I had never thought much about this tradition except that it always seemed kind of strange to me, but it has an interesting history.  It comes from the idea that everyone wants a piece of the bride’s happiness and good fortune.  In the past, guests would try to literally take pieces of that happiness and good fortune by tearing off small pieces of her dress to keep as a charm.  Garters were added to a woman’s outfit to avoid her dress being torn.  Supposedly, some men couldn’t wait, however, so now there is a certain time set aside when the groom will remove the garter from his new wife and throw it into a crowd of men.

Throwing the Bouquet

This practice comes from England, and follows the idea of the bride passing on her good fortune to others.  In another attempt to avoid the tearing of her dress, the practice of throwing her bouquet to the women was created.  The bride’s good fortune is passed on to one lucky single lady who now has the promise of being the next to find love and marry.

The Wife Taking Her Husband’s Last Name

In Spain, women do not change their names when they marry.  Many Spaniards are surprised by our common practice of a woman taking her husband’s last name, as it can be viewed as a loss of identity.  When a Spanish couple has children, they are given a first name, the father’s last name, and the mother’s last name in that order (most people do not have middle names like Americans, either).  So, for example, when John Smith and Mary May have a son, he will become Thomas Smith May.  In some countries like Brazil, the tradition is reversed and little Tommy will be known as Thomas May Smith.

There is the obvious legal history to this tradition of a woman changing her name upon marrying.  In the 1800s and 1900s, US Common Law followed the doctrine of coverture, under which married women had no rights to property or the ability to make contracts in her name.  Legally, remnants of this remained until the 1960s and 70s during which some women still had problems taking out lines of credit or starting bank accounts.

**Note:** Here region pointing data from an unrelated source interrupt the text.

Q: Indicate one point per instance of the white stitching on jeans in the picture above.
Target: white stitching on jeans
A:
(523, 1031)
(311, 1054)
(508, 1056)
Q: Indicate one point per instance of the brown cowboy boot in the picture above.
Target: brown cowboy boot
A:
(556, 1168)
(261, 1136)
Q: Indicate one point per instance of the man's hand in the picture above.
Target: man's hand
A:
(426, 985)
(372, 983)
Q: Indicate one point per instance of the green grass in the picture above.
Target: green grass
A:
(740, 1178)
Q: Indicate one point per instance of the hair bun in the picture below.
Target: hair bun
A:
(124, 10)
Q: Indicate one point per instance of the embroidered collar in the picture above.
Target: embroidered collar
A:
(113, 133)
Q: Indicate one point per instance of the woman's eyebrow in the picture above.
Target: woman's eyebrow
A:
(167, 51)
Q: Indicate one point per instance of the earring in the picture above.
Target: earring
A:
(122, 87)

There is a biological motivation for giving your children the man’s name, however, that is discussed in more detail in this Psychology Today article that is worth a read.  Paternity uncertainty is a significant problem with mammalian males.  Maternity uncertainty does not exist, for obvious reasons, but how can a male be sure a child is his?  Giving the child the man’s last name is a way to reassure him of his paternity, making the man more willing to invest in the child.  Apparently, Russians are the most insecure when it comes to being convinced of paternity, so they need extra reassurance.  Both boys and girls take their father’s middle and last names.

I can certainly see the argument over this tradition being a loss of identity for the woman; especially as women are getting married later and are establishing their professional identities with their maiden names.  I believe this tradition has evolved considerably, though.  And hearing the reasons many of my friends have chosen to take their husbands’ names and how much it means to their husbands to give them this piece of themselves, I can’t help but feel it is sort of a romantic notion.  Many women feel this is an active choice they have made.  Changing your name is no longer mandated by law, so women are motivated toward this choice for other reasons.  In these days of 41-50% divorce rates (depending on where you are getting your statistics), I see it as a symbol of two people forming a partnership and a commitment to each other, as well as possibly laying the foundation for a family identity.



While there are some small differences between cultures, I think it’s clear that weddings throughout history and throughout the world today share many of the same elements.  While the Brits get to wear their fancy hats and fascinators and Catalan women take off their heels to slip into some alpargatas rather than getting some relief with flip-flops like us Americans, at its core weddings are all about family and friends coming together to celebrate the love of a cherished couple and send them on their way full of luck and happiness as they start their new life together.